If I naively translate

Дай, Никита, мне одеться:
В митрополии звонят.
(Александр Сергеевич Пушкин, март 1821—1822)

I cannot apreciate the literary value of these verses. Pushkin is said to have had a servant called precisely Nikita; then it makes sense he calls him to bring him clothes. Then I don't know what sort of place митрополия is, can it be precisely located? And could I translate the last line as in (the) Metropolija sounds/they call.? Or does it mean the metropoly, a specific big city?

  • Митрополия means a diocese headed by a митрополит, i. e., metropolitan archbishop. Also, in this particular case it means an office of a митрополит. Btw, this verse has a continuation.
    – ach
    Nov 27, 2015 at 15:18
  • @AndreyChernyakhovskiy Might I ask which is the name of that complementary verses? (edit: I see, maybe the link in the answer).
    – c.p.
    Nov 27, 2015 at 16:25
  • 3
    Great job picking the right meaning for Дай, Никита, мне одеться! In modern Russian it would mean "let me dress up" (that is "stand aside and don't disturb me while I'm doing it").
    – Quassnoi
    Nov 27, 2015 at 19:37
  • @Quassnoi Thanks for that valuable adding (as you can interpret from my question I thought, wrongly, it was the other way around).
    – c.p.
    Nov 28, 2015 at 7:57
  • 2
    @c.p.: "he calls him to bring him clothes" is what Pushkin meant (and I thought you interpreted it correctly this way). In modern (XXI century) Russian it's not used this way anymore except for дай мне поесть or дай мне попить.
    – Quassnoi
    Nov 28, 2015 at 11:50

1 Answer 1


According to this source Митрополия is a palace of митрополит (a head of church province) which also has a church:

Митрополия - резиденция митрополита с церковью при ней.

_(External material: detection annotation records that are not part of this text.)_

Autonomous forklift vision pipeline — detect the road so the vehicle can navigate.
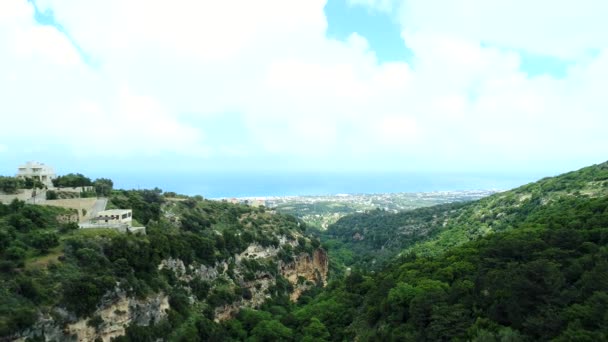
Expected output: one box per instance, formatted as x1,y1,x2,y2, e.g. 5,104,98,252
88,198,108,219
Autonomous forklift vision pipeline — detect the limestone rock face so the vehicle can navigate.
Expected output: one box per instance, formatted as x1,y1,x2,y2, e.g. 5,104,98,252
215,248,329,321
16,291,169,342
281,248,329,301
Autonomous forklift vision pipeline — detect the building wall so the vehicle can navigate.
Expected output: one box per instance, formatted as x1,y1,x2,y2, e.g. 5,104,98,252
40,198,97,222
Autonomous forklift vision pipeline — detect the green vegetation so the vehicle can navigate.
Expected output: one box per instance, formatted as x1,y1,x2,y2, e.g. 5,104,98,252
0,163,608,341
0,176,25,195
0,189,320,339
220,187,608,341
319,163,608,268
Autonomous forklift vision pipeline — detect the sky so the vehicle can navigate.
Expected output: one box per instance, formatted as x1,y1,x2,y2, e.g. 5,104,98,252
0,0,608,190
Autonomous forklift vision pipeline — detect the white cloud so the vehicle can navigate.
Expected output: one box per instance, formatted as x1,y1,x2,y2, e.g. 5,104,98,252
400,0,608,59
0,0,608,174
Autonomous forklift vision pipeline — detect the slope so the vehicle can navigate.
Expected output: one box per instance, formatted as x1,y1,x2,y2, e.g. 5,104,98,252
320,163,608,267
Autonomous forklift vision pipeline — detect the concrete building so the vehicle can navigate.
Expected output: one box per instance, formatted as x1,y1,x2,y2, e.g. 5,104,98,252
17,161,57,188
93,209,133,227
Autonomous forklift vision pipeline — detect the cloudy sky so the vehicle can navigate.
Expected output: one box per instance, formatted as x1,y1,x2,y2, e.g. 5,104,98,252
0,0,608,179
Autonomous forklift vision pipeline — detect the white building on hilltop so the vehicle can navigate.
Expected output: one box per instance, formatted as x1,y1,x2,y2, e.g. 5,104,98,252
93,209,133,227
17,161,57,188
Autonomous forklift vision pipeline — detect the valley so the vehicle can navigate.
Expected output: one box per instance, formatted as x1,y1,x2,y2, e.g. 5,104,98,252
0,163,608,341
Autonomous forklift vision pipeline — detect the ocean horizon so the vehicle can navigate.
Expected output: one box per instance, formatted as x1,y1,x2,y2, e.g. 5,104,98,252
104,172,542,198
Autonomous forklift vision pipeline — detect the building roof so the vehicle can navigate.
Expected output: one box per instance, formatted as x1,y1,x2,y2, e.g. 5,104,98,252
97,209,132,216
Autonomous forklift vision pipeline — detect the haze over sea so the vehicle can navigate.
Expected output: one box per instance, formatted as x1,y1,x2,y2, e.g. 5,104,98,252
99,172,541,198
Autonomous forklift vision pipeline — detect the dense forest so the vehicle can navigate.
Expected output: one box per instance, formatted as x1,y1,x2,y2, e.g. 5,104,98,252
316,163,608,268
0,163,608,341
0,189,320,340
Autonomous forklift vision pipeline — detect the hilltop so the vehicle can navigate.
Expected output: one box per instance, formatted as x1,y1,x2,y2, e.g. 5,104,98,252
0,189,328,341
321,162,608,265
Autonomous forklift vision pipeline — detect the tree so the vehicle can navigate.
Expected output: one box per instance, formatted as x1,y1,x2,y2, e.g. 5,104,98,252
30,231,59,253
251,319,293,342
0,176,24,194
302,317,330,341
93,178,114,197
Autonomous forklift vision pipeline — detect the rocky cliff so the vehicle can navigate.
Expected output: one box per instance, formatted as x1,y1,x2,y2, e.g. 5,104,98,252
15,290,169,342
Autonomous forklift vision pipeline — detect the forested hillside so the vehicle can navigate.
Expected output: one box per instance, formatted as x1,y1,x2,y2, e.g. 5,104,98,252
319,163,608,267
232,179,608,341
0,163,608,341
0,189,327,341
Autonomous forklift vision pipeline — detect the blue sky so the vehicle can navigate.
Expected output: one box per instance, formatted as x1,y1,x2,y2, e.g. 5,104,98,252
0,0,608,192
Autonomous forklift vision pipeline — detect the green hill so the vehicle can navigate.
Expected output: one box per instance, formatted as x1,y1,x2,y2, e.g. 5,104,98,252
0,189,327,341
226,164,608,341
321,163,608,267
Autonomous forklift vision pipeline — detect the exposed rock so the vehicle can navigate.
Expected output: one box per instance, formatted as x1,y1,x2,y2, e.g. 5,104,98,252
16,291,169,342
281,248,329,301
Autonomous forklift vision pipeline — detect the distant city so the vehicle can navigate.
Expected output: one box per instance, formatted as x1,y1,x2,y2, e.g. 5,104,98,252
217,189,500,229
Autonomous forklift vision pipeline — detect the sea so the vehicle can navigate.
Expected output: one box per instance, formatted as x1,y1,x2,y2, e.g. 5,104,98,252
104,172,542,198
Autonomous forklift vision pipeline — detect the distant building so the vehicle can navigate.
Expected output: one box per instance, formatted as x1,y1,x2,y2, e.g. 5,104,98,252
93,209,133,227
17,161,57,188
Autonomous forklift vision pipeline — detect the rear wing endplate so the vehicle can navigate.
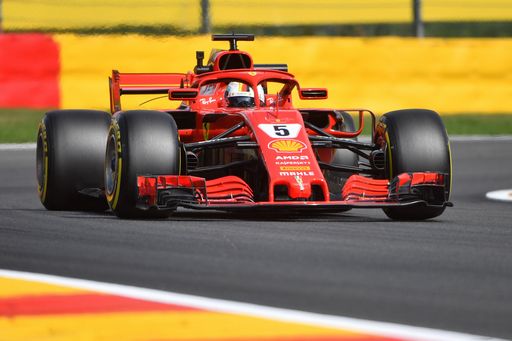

In the document linked there are also other verses and comments to them.

  • So, that's not a poem by itself. It needs the whole text below, right?
    – c.p.
    Nov 27, 2015 at 16:27
  • 1
    In many sources these two verses exist by themselves. According to a document linked, these lines were added to all other lines based on memoires by В.П. Горчаков (Pushkin's friend), so I guess, without his evidence both parts of a poem in written form existed separately.
    – Artemix
    Nov 27, 2015 at 16:45
  • 1
    According to "А. С. Пушкин. Собрание сочинений в 10 томах.", "Дай, Никита, мне одеться" part is dated 1822 and "Раззевавшись от обедни" is dated 1821. But this source claims that first two verses are indeed a part of a large poem.